Ironinya, media-media Arab sendiri ternyata menunjukkan kinerja yang patut disayangkan dan hanya mengekor kinerja Barat. Selain media-media televisi nasional sejumlah negara-negara Arab dan Islam dalam mendukung rezim Hosni Mubarak, sebagian televisi Arab bertaraf internasional justeru menyebut aksi demonstrasi luas rakyat sebagai aksi kerusuhan sejumlah kecil warga!
Televisi Alarabiya milik Arab Saudi dalam liputannya yang sudah tidak obyektif lagi malah berusaha menciptakan ketakutan di tengah-tengah rakyat Mesir agar tidak mengikuti aksi demonstrasi. Televisi Alarabiya menakut-nakuti warga Mesir akan munculnya kelaparan, naiknya harga-harga dan penjarahan kekayaan warga bila Hosni Mubarak lengser.
Lebih aneh lagi, televisi Arab Saudi ini hanya meliput pernyataan para pejabat rezim Hosni Mubarak, termasuk Omar Sulaiman dan Ahmad Abulgheit. Televisi ini berusaha mendoktrin pemirsanya bahwa pemerintahan yang baru dibentuk Mubarak mampu mengatasi kondisi yang ada dan bahkan memperbaiki kondisi ekonomi Mesir.

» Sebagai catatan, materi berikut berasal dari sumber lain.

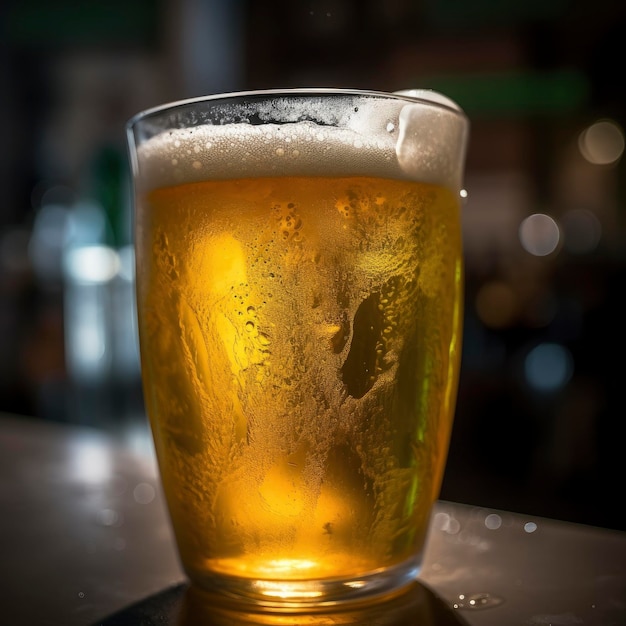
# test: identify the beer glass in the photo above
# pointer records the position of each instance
(299, 293)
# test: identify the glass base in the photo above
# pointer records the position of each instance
(307, 595)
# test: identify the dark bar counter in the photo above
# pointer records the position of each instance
(85, 541)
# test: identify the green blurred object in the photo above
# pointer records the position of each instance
(72, 22)
(514, 94)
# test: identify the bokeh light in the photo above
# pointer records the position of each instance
(539, 234)
(602, 143)
(548, 367)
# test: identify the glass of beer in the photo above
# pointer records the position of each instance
(299, 293)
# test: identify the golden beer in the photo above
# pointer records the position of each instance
(300, 335)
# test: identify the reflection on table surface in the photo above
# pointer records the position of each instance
(85, 540)
(184, 606)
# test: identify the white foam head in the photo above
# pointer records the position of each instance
(362, 134)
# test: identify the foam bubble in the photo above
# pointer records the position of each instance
(389, 138)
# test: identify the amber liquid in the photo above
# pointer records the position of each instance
(300, 346)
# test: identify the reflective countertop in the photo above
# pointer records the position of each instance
(85, 540)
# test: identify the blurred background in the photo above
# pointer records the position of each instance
(540, 418)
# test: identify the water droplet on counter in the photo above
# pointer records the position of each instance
(482, 600)
(144, 493)
(493, 521)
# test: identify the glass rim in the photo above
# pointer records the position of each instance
(171, 106)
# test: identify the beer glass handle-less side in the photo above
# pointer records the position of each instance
(299, 295)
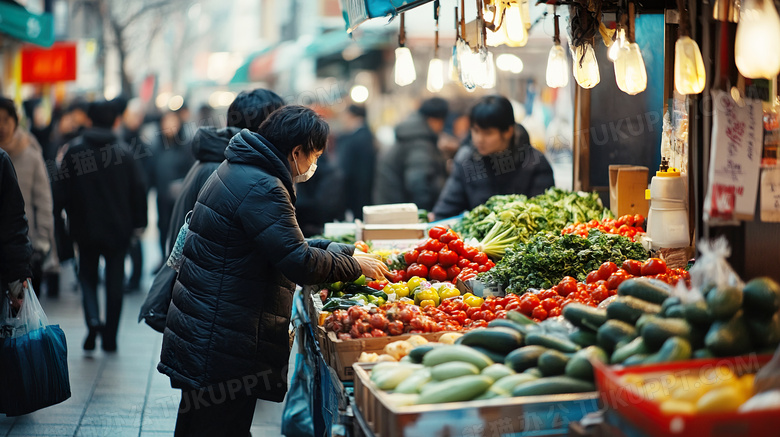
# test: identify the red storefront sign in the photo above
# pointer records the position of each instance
(55, 64)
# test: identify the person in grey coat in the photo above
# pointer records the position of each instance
(413, 170)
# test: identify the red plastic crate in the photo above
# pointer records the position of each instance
(646, 414)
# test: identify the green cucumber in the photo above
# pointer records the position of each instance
(657, 331)
(553, 362)
(552, 386)
(583, 338)
(444, 371)
(524, 357)
(551, 342)
(508, 383)
(497, 371)
(729, 338)
(580, 365)
(585, 316)
(445, 354)
(629, 309)
(464, 388)
(500, 340)
(635, 346)
(673, 349)
(761, 297)
(614, 332)
(724, 302)
(649, 290)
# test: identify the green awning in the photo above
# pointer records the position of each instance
(17, 22)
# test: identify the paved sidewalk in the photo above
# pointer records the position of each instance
(115, 395)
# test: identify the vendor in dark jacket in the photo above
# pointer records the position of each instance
(499, 159)
(247, 111)
(15, 247)
(226, 340)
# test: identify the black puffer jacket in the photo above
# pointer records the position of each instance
(521, 169)
(15, 247)
(228, 321)
(208, 147)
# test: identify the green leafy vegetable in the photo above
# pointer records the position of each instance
(546, 258)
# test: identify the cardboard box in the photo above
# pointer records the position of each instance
(627, 185)
(394, 214)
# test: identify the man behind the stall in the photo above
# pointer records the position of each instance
(498, 159)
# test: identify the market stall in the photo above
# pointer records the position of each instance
(558, 315)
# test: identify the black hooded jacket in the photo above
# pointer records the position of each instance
(102, 189)
(521, 169)
(229, 317)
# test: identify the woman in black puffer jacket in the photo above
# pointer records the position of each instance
(226, 339)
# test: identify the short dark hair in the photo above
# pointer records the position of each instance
(493, 111)
(103, 114)
(295, 125)
(250, 109)
(435, 108)
(357, 111)
(9, 106)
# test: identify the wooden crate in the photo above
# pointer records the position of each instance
(342, 354)
(520, 416)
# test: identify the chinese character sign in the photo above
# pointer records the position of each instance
(735, 159)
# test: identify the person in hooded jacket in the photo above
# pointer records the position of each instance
(498, 159)
(413, 170)
(226, 340)
(100, 187)
(247, 111)
(27, 158)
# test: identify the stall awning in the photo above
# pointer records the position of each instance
(356, 12)
(17, 22)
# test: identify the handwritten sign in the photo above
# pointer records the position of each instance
(770, 194)
(735, 159)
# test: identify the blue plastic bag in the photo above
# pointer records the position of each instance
(33, 360)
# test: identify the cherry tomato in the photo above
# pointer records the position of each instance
(480, 258)
(417, 270)
(607, 269)
(453, 272)
(449, 236)
(437, 273)
(428, 258)
(437, 231)
(411, 256)
(447, 257)
(539, 313)
(653, 266)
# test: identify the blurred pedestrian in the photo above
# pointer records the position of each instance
(101, 188)
(172, 157)
(27, 158)
(247, 111)
(15, 248)
(228, 322)
(357, 159)
(499, 159)
(413, 169)
(133, 117)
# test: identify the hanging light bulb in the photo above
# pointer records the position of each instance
(557, 65)
(630, 72)
(617, 44)
(404, 70)
(514, 25)
(586, 68)
(756, 51)
(435, 75)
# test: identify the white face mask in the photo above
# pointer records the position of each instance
(303, 177)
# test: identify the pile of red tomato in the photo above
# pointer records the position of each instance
(627, 226)
(442, 257)
(599, 285)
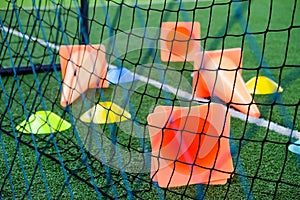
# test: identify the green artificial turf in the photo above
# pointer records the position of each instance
(56, 166)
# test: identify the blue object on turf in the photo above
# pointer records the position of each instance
(120, 75)
(295, 148)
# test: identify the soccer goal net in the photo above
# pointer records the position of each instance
(149, 99)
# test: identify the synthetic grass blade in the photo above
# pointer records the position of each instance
(83, 67)
(262, 85)
(295, 148)
(105, 112)
(43, 122)
(120, 75)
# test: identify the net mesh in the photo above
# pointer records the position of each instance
(99, 162)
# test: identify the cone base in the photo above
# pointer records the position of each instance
(43, 122)
(105, 112)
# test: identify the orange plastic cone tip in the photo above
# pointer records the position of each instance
(43, 122)
(216, 75)
(190, 145)
(105, 112)
(83, 67)
(179, 41)
(263, 85)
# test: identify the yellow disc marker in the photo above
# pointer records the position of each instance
(263, 85)
(105, 112)
(43, 122)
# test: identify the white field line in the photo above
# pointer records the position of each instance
(186, 95)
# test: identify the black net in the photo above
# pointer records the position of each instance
(169, 116)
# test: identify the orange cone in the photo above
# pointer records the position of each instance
(179, 41)
(216, 75)
(190, 145)
(82, 67)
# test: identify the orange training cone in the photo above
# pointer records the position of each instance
(83, 67)
(216, 75)
(179, 41)
(190, 145)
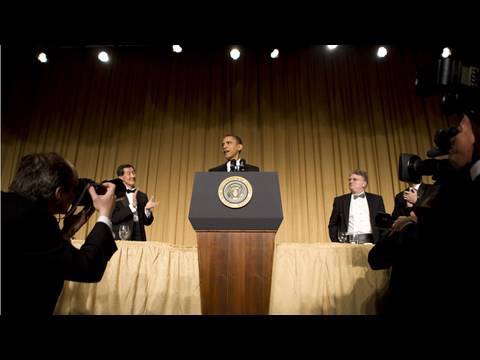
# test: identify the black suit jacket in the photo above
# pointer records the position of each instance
(400, 208)
(223, 167)
(123, 215)
(38, 259)
(341, 211)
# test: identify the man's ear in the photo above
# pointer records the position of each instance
(59, 192)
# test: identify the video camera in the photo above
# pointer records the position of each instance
(459, 87)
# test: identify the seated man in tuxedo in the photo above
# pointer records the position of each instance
(232, 146)
(38, 254)
(354, 213)
(134, 210)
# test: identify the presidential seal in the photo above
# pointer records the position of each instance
(235, 192)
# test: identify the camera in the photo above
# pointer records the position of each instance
(82, 198)
(456, 82)
(383, 220)
(459, 87)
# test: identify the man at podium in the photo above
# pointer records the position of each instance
(232, 146)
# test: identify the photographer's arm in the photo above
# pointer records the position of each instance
(73, 223)
(88, 263)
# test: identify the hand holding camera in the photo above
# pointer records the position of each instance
(410, 196)
(104, 203)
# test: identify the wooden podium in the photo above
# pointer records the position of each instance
(235, 245)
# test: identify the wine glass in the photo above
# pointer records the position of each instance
(124, 232)
(342, 236)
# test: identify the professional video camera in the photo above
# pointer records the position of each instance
(459, 87)
(82, 197)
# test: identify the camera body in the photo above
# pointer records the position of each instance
(383, 220)
(82, 198)
(459, 87)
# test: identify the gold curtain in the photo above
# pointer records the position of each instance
(311, 116)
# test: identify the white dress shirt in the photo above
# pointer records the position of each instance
(229, 165)
(133, 208)
(359, 216)
(475, 170)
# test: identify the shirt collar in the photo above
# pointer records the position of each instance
(475, 170)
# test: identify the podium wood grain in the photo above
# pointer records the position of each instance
(235, 271)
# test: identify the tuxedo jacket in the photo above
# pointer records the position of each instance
(37, 259)
(341, 212)
(400, 208)
(223, 167)
(122, 215)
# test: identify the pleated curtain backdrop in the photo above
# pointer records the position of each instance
(310, 115)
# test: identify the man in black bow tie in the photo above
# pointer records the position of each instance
(134, 210)
(354, 213)
(232, 146)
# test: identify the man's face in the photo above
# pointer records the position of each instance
(129, 176)
(461, 152)
(231, 148)
(356, 183)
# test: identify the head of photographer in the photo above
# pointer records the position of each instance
(38, 254)
(465, 146)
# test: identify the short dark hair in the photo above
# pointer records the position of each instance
(236, 138)
(39, 175)
(124, 166)
(362, 173)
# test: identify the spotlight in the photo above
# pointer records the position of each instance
(42, 57)
(446, 52)
(382, 51)
(103, 56)
(235, 53)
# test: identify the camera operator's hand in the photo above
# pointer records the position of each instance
(410, 196)
(104, 203)
(402, 221)
(73, 223)
(151, 204)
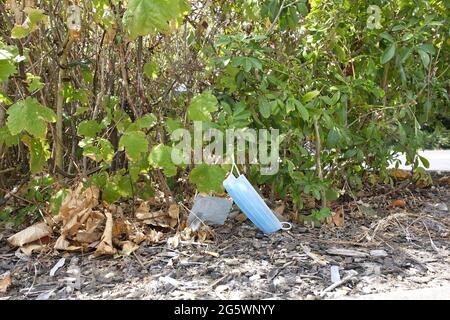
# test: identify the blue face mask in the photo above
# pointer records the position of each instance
(252, 205)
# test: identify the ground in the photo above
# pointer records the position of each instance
(412, 246)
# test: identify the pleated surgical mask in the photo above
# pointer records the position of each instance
(252, 205)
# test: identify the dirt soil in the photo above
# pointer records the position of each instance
(412, 251)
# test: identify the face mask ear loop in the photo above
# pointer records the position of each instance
(286, 226)
(234, 166)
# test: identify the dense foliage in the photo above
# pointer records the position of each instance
(347, 85)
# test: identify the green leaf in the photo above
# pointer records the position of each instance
(31, 116)
(310, 96)
(19, 32)
(428, 48)
(425, 162)
(135, 143)
(202, 106)
(7, 138)
(425, 57)
(387, 36)
(388, 54)
(6, 69)
(248, 63)
(173, 124)
(56, 201)
(151, 69)
(208, 178)
(39, 153)
(34, 83)
(147, 121)
(89, 128)
(161, 157)
(303, 111)
(333, 138)
(265, 108)
(144, 17)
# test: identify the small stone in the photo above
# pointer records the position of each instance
(335, 276)
(442, 207)
(378, 253)
(255, 277)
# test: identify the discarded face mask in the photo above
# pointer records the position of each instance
(251, 203)
(208, 210)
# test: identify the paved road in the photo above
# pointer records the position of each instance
(439, 160)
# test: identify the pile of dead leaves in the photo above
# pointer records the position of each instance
(85, 224)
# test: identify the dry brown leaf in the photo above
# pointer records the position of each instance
(309, 202)
(128, 247)
(5, 282)
(30, 234)
(338, 217)
(241, 217)
(186, 234)
(30, 248)
(154, 236)
(105, 246)
(400, 174)
(204, 233)
(94, 221)
(174, 241)
(121, 228)
(399, 203)
(138, 237)
(174, 211)
(78, 200)
(87, 237)
(211, 253)
(444, 180)
(63, 244)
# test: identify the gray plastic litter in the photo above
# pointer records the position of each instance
(210, 210)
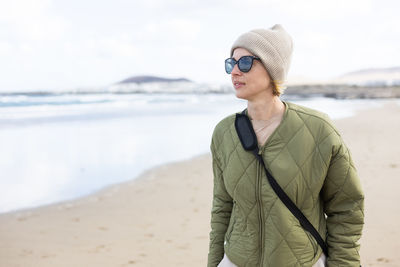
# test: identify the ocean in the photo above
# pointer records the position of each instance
(60, 147)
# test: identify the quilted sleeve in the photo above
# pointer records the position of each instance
(344, 206)
(220, 214)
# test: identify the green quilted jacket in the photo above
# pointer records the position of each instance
(308, 158)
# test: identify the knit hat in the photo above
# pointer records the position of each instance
(273, 46)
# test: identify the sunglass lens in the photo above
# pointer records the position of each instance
(229, 64)
(245, 63)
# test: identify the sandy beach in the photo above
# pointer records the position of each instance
(162, 218)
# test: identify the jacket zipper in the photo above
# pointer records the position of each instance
(260, 213)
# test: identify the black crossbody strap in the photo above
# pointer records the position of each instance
(304, 222)
(243, 127)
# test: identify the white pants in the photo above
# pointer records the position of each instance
(227, 263)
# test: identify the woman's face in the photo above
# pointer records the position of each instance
(250, 85)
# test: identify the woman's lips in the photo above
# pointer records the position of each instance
(237, 85)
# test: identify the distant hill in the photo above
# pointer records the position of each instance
(151, 79)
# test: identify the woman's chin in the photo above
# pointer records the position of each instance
(240, 95)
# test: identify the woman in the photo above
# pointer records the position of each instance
(250, 226)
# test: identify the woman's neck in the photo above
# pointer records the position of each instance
(265, 108)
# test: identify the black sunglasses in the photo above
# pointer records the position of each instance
(244, 63)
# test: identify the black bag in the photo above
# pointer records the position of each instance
(248, 139)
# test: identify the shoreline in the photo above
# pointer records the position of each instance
(162, 216)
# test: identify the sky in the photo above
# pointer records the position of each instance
(55, 44)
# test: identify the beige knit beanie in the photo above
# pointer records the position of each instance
(273, 46)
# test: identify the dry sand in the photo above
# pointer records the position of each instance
(162, 218)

Alarabiya dengan tayangan langsungnya berusaha meyakinkan pemirsanya bahwa hanya beberapa warga saja yang turun ke jalan-jalan untuk meneriakkan yel-yel anti rezim Mubarak.
Sebenarnya kinerja televisi Alarabiya seperti ini bukan hal yang aneh. Karena dalam Perang 33 Hari Lebanon, televisi ini telah mengambil sikap yang sama dengan mendukung Zionis Israel. Itulah mengapa Sayid Hasan Nasrullah, Sekjen Hizbullah tidak menyebutnya Alarabiya tapi Alibriya! (IRIB/SL/MZ)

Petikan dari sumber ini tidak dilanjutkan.